On May 10, 2008, at 11:39 PM, Chris Prince wrote:

>
> On Sat, May 10, 2008 at 1:18 AM, Maciej Stachowiak <mjs@apple.com>  
> wrote:
>> I'm not really clear on why Blobs must be distinct from ByteArrays.
>> The only explanation is: "The primary difference is that Blobs are
>> immutable*, and can therefore represent large objects." But I am not
>> sure why immutability is necessary to have the ability to represent
>> large objects. If you are thinking immutability is necessary to be
>> able to have large objects memory mapped from disk, then mmap with a
>> private copy-on-write mapping should solve that problem just fine.
>
> Making Blobs immutable simplifies a number of problems:
>
> (1) Asynchronous APIs.
>
> Large Blobs can be passed to XmlHttpRequest for an asynchronous POST,
> or to Database for an asynchronous INSERT.  If Blobs are mutable, the
> caller can modify the contents at any time.  The XmlHttpRequest or
> Database operation will be undefined.
>
> Careful callers could wait for the operation to finish (at least in
> these two examples; I'm not sure about all possible scenarios).  But
> this is starting to put quite a burden on developers.
>
> (2) HTML5 Workers.
>
> There are cases where apps will get a Blob on the UI thread, and then
> want to operate on it in a Worker.  Note that the Blob may be
> file-backed or memory-backed.
>
> Worker threads are isolated execution environments.  If Blobs are
> mutable, it seems like tricky (or impossible) gymnastics would be
> required to ensure one thread's file writes aren't seen by another
> thread's reads, unless you create a copy.  And that is doubly true for
> memory-backed blobs.
>
> (I'm not even considering older mobile operating systems, which may
> not have all the file and memory capabilities of modern OSes.)

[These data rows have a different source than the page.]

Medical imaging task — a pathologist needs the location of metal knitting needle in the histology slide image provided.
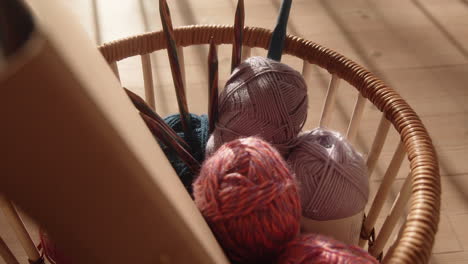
[140,113,200,174]
[208,37,218,134]
[231,0,245,72]
[159,0,192,137]
[123,87,190,151]
[267,0,292,61]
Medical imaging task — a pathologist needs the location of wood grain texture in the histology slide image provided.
[0,0,468,264]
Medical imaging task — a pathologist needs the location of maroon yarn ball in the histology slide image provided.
[193,137,301,263]
[212,57,308,155]
[278,234,378,264]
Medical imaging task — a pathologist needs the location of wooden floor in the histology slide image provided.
[0,0,468,264]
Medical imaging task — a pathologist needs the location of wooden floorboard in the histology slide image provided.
[0,0,468,264]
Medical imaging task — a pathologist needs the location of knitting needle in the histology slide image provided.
[0,196,43,263]
[0,237,19,264]
[231,0,245,72]
[208,36,218,134]
[159,0,192,136]
[267,0,292,61]
[123,87,190,150]
[140,113,200,174]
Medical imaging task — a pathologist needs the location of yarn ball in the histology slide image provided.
[39,229,73,264]
[213,57,308,155]
[194,137,301,264]
[288,128,369,220]
[277,234,379,264]
[160,114,208,193]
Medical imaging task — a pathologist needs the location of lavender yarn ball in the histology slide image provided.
[277,234,379,264]
[288,128,369,221]
[213,57,308,155]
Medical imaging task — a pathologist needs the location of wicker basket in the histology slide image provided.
[100,25,441,263]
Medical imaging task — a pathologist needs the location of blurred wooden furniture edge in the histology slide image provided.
[0,0,227,263]
[100,25,441,264]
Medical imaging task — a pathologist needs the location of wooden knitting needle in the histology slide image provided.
[159,0,192,139]
[0,197,43,263]
[267,0,292,61]
[231,0,245,72]
[140,113,200,174]
[123,87,190,151]
[208,37,218,134]
[0,237,19,264]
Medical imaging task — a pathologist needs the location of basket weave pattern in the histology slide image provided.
[100,25,441,264]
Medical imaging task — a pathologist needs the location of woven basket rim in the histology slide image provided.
[99,25,441,264]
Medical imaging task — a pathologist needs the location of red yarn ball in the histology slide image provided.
[193,137,301,263]
[278,234,378,264]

Both of these can be addressed by the APIs (including the worker  
transfer mechanism) making a copy, which can use a copy-on-write  
mechanism to avoid actually making a copy in the common case.

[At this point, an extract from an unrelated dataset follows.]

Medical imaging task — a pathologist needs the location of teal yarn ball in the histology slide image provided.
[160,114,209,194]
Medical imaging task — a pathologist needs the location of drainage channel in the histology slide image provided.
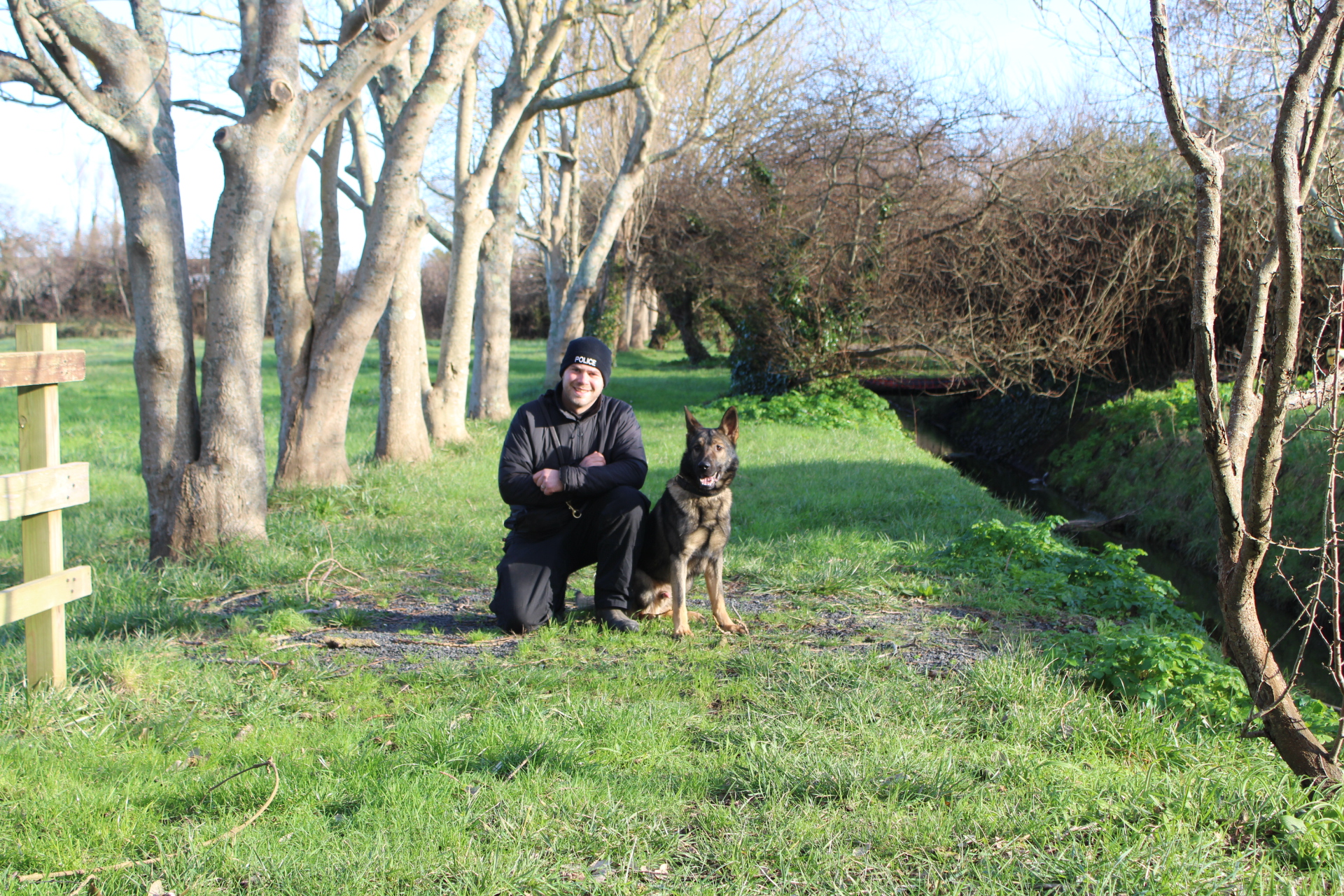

It seems like immutability creates its own problems. If you have a  
large piece of binary data, say retrieved over the network from XHR,  
and the only way to change it is to make a copy, and you have multiple  
pieces of your code that want to change it, you are going to be  
allocating memory for many copies.

(I should add that I also find the name "Blob" distasteful in an API,  
but that is a minor poin).

I'm still not convinced that immutability is good, or that the  
ECMAScript ByteArray proposal can't handle the required use cases.

Regards,
Maciej

Received on Sunday, 11 May 2008 22:03:16 UTC